Data Science in Economic and Finance for Decision Makers with David Bolder, Director of Model Development and Economic Capital at Nordic Investment Bank
In this latest episode of the FNA Talks podcast series, David Bolder, Director of Model Development and Economic Capital at Nordic Investment Bank.
In this latest episode of the FNA Talks podcast series, David Bolder and FNA’s Central Bank and Academia Programme Manager, Will Towning, discuss one of the most awaiting Fintech publications of 2021: Data Science in Economics and Finance for Decision Makers, edited and co-authored by the ECB’s Per Nymand-Andersen.

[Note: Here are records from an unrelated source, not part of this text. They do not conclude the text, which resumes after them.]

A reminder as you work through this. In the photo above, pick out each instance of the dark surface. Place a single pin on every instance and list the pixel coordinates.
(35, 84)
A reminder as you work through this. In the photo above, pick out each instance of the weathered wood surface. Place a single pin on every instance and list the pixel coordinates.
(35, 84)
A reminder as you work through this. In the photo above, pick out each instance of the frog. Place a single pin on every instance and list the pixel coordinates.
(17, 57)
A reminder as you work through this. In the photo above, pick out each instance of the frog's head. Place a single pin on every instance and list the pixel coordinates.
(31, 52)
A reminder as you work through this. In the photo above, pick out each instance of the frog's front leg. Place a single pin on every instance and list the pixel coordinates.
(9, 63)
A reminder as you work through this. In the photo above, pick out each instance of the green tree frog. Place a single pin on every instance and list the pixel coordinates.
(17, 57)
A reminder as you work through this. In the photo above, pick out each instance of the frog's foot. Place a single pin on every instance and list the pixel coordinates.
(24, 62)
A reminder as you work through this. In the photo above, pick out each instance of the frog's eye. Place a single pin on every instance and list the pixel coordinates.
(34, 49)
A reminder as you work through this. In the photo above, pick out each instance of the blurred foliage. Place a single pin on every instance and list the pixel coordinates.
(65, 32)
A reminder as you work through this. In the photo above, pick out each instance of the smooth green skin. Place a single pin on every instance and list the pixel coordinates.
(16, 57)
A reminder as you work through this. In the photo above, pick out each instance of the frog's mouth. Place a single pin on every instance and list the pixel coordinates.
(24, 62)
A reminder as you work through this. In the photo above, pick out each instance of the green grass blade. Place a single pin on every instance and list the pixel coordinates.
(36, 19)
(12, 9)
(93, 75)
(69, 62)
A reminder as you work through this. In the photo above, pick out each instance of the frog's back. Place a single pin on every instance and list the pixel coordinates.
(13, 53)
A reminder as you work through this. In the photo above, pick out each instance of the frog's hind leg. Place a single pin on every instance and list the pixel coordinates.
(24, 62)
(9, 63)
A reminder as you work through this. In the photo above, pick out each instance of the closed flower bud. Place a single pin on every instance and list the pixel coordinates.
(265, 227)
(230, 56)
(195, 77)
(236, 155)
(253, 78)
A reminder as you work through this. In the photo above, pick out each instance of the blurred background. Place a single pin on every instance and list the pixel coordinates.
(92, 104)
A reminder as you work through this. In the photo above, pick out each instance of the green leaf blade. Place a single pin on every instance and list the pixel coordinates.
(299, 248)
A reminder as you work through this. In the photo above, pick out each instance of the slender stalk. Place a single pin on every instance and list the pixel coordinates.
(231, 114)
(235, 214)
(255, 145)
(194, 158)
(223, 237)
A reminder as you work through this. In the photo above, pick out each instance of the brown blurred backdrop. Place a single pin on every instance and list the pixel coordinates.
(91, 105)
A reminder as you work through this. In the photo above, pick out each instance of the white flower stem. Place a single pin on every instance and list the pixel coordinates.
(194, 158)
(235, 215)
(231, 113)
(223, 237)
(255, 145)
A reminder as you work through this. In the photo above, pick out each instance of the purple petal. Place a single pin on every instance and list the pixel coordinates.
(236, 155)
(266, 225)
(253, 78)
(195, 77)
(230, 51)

David, who co-authored the book, and Will review the key themes of David’s contributions, highlighting the practical implications and demystifying common disillusions of where data science fits into a decision maker’s tool kit.
The book, published in March this year, provides an overview of how digital transformation and data science can support decision making and offers and variety of perspectives on managing digital data.
Contributions from FNA’ers Kimmo Soramäki, Ivana Ruffini, Mikhail Oet, Tuomas Takko and Adam Csabay also feature in the book. The chapter FNA authored, Prudential Stress Testing in Financial Networks, provides a taxonomy of organizational problems racing firms operating in financial markets and offers a comprehensive approach to information system design that addresses stress testing in networks.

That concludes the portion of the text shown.